Dana Perimbangan yang ditargetkan sebesar Rp. 2,408
triliun terealisasi Rp. 2,309 trilyun atau 95,89 persen. Ini terdiri dari Dana
Bagi Hasil Pajak/Bagi Hasil Bukan pajak yang ditargetkan Rp. 151,08 milyar
terealisasi Rp. 123,78 milyar (81,94).
Dana Alokasi Umum (DAU) ditargetkan Rp.1,709 triliun
terealisasi Rp. 1,688 triliun (98,73), serta Dana Alokasi Khusus (DAK)

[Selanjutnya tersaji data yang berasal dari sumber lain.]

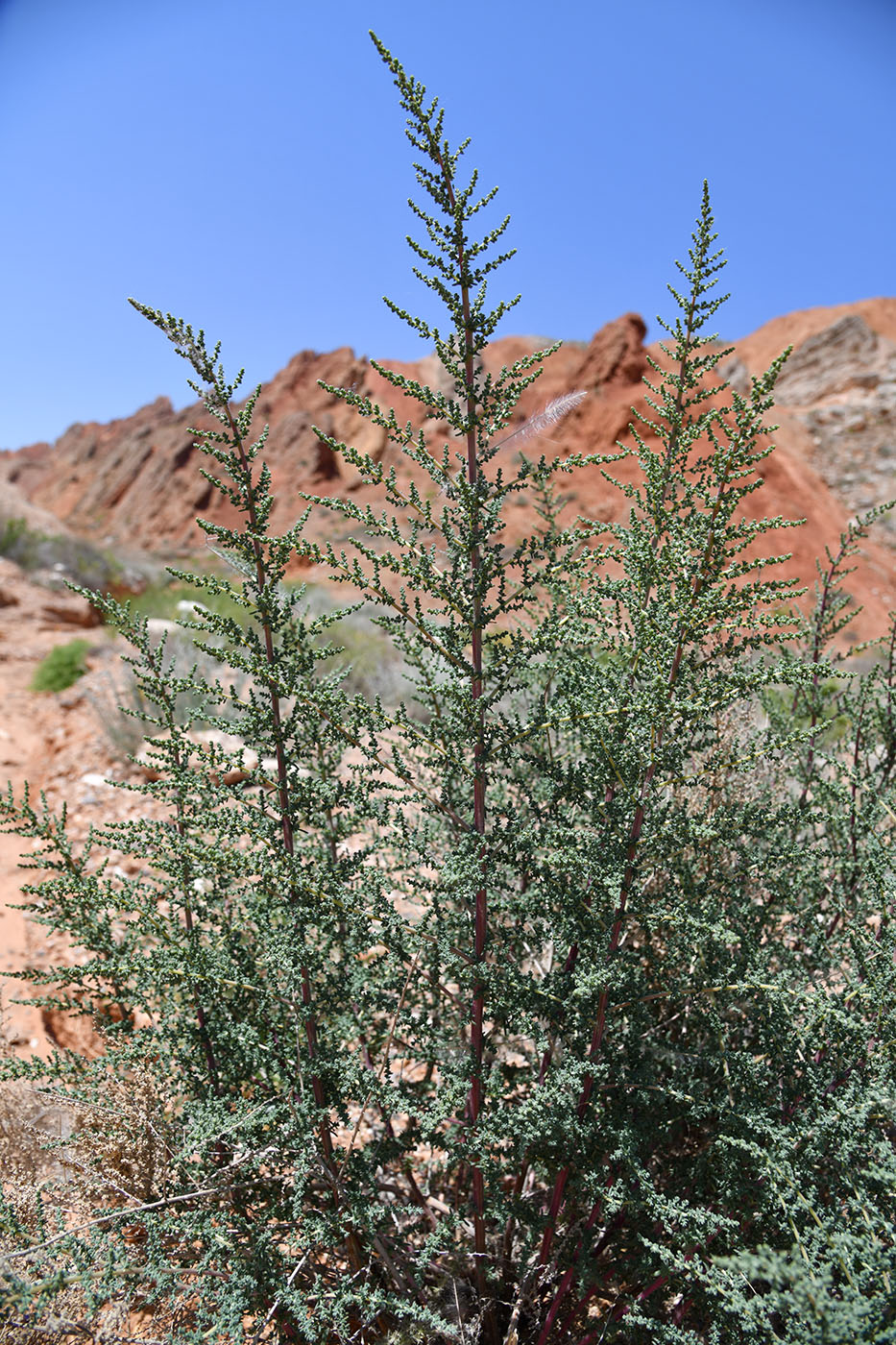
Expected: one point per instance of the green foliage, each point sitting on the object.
(553, 1004)
(69, 557)
(61, 668)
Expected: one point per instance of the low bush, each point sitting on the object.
(554, 1004)
(61, 668)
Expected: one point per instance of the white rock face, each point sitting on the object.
(841, 385)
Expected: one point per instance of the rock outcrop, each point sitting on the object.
(136, 480)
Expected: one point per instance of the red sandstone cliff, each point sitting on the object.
(136, 480)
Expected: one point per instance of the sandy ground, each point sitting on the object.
(49, 740)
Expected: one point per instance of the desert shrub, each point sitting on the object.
(61, 668)
(552, 1005)
(69, 558)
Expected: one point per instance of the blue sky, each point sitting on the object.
(244, 165)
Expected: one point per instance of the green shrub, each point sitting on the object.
(70, 558)
(61, 668)
(553, 1005)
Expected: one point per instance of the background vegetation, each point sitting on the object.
(550, 1004)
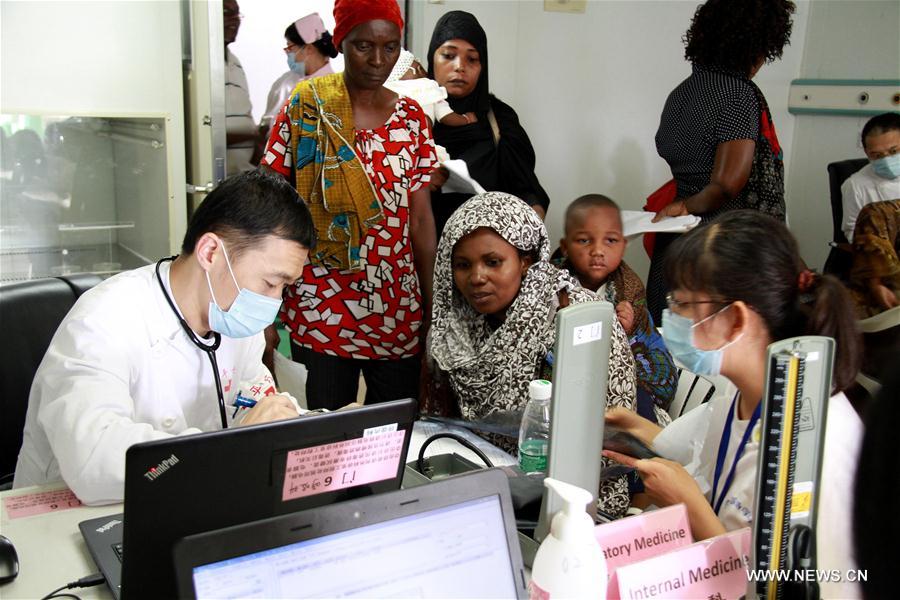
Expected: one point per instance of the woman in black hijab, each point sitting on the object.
(496, 149)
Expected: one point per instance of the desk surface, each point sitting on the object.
(52, 552)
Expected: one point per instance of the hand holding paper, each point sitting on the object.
(459, 179)
(636, 222)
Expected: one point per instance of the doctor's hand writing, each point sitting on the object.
(270, 408)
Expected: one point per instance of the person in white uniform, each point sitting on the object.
(739, 284)
(879, 180)
(133, 360)
(241, 133)
(309, 52)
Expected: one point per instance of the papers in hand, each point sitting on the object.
(459, 180)
(636, 222)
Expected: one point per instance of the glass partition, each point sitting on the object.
(81, 195)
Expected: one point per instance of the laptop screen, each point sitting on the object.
(456, 551)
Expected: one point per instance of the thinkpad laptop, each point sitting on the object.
(454, 538)
(191, 484)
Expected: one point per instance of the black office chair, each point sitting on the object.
(31, 312)
(840, 258)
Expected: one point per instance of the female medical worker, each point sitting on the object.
(739, 284)
(131, 361)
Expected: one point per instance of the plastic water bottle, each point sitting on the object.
(534, 433)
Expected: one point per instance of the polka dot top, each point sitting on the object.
(708, 108)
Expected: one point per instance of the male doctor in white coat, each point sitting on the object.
(124, 367)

ditargetkan Rp. 547,28 milyar terealisasi Rp. 497,21 milyar (90,85).
Lain-lain Pendapatan Yang Sah ditargetkan Rp.
395,22 milyar terealisasi Rp. 451,64
milyar atau 114,28 persen. Realisasi ini terdiri dari Pendapatan Hibah
ditargetkan Rp.1.39 milyar terealisasi Rp. 2,38 milyar rupiah (171,05).
Dana Bagi Hasil Pajak dari Provinsi dan Pemerintah
Lainnya yang ditargetkan Rp. 171,90 milyar terealisasi Rp. 227,38 milyar
(132,28), Dana Penyesuaian dan Otonomi Khusus yang ditargetkan Rp. 212,50
milyar terealisasi Rp. 212,20 milyar (99,86).

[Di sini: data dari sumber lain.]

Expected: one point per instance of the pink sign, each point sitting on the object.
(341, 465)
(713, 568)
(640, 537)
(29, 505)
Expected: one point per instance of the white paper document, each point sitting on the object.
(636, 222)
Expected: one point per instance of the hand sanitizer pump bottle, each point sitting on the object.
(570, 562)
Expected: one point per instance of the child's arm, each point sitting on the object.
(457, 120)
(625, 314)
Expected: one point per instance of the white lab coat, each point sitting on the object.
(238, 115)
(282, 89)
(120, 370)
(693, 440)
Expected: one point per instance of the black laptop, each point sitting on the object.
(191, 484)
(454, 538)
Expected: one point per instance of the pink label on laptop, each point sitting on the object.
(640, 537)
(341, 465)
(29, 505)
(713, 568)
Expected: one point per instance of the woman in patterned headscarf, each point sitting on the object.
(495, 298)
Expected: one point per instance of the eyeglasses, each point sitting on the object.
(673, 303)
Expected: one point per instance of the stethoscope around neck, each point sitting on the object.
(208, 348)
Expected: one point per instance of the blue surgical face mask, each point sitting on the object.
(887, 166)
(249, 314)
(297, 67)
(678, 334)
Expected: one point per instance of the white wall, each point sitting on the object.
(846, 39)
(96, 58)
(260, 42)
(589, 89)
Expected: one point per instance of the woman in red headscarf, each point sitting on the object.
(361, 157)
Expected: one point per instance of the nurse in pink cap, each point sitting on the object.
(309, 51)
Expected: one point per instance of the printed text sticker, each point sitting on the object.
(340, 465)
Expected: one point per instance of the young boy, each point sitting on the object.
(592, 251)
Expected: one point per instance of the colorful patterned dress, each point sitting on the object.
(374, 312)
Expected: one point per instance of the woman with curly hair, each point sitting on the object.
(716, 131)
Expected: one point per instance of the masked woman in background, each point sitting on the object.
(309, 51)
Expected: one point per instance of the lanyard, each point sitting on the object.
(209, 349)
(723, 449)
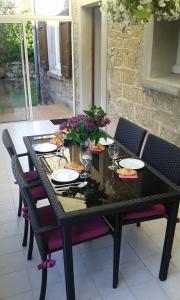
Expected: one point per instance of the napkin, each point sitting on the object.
(77, 168)
(96, 149)
(135, 176)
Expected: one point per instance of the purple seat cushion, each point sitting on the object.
(38, 193)
(80, 232)
(154, 210)
(31, 175)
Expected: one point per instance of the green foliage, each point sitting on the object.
(6, 7)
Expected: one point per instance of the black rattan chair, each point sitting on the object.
(163, 156)
(31, 175)
(47, 233)
(130, 135)
(37, 191)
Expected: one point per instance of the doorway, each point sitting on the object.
(96, 57)
(93, 55)
(14, 100)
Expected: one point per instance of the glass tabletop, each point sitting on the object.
(104, 185)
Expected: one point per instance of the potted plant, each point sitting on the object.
(86, 127)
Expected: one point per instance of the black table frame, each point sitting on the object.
(66, 219)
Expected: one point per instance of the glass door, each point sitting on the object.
(14, 73)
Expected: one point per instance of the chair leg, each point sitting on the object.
(20, 205)
(25, 236)
(31, 242)
(117, 246)
(43, 284)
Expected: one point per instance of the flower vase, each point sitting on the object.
(85, 145)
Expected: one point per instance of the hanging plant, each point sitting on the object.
(137, 12)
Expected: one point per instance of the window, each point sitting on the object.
(162, 57)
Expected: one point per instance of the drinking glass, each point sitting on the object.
(85, 158)
(113, 151)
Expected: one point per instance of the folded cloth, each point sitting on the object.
(96, 149)
(135, 176)
(74, 166)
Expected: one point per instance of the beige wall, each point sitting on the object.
(158, 112)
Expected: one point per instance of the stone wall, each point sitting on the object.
(76, 51)
(158, 112)
(13, 74)
(61, 90)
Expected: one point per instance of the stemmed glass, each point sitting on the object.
(113, 151)
(85, 158)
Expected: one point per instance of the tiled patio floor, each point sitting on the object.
(140, 255)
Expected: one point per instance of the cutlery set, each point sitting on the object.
(66, 187)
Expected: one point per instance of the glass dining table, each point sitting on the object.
(105, 194)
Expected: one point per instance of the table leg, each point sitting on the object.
(30, 163)
(168, 240)
(117, 245)
(68, 262)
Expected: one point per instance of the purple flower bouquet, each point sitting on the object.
(86, 126)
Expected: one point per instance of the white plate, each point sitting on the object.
(131, 163)
(46, 147)
(64, 175)
(106, 142)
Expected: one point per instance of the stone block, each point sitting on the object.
(116, 75)
(128, 76)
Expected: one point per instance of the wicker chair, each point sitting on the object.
(130, 135)
(37, 191)
(165, 158)
(46, 231)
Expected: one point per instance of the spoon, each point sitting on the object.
(80, 186)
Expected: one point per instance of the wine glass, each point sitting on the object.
(85, 158)
(113, 151)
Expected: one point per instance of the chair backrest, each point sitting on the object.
(30, 203)
(130, 135)
(25, 190)
(8, 143)
(163, 156)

Serta Bantuan Keuangan dari Provinsi atau Pemerintah
Daerah Lainnya ditargetkan Rp.9,41 milyar terealisasi Rp. 9,66 milyar rupiah
(102,59).
Selanjutnya pada sisi Belanja Daerah, dari total
anggaran Rp. 4,187 triliun dapat direalisasikan Rp. 3,558 rupiah (84,97), jika
dibandingkan anggaran tahun 2016 yang sebesar Rp. 3,645 triliun dengan realisai
Rp. 2,979 triliun (81,74), maka serapan anggaran mengalami kenaikan Rp. 579
milyar atau meningkat sebesar 3,23 persen.
Adapun belanja tidak langsung tahun 2016, dari
anggaran Rp. 2,209 T terealisasi Rp. 1,895 T (85,80). Sedangkan pada tahun 2017
dari anggaran Rp. 1,974 T dapat terealisasi Rp. 1,830 T (92,75).
Serapan belanja langsung yang notabene berdampak
langsung bagi masyarakat pada tahun 2016, dari anggaran Rp. 1,436 T terealisasi
Rp. 1,084 T atau 75,50 persen. Sedangkan pada tahun 2017, anggaran Rp. 2,213 T
dapat direalisasikan Rp. 1,727 T atau 78,03 persen.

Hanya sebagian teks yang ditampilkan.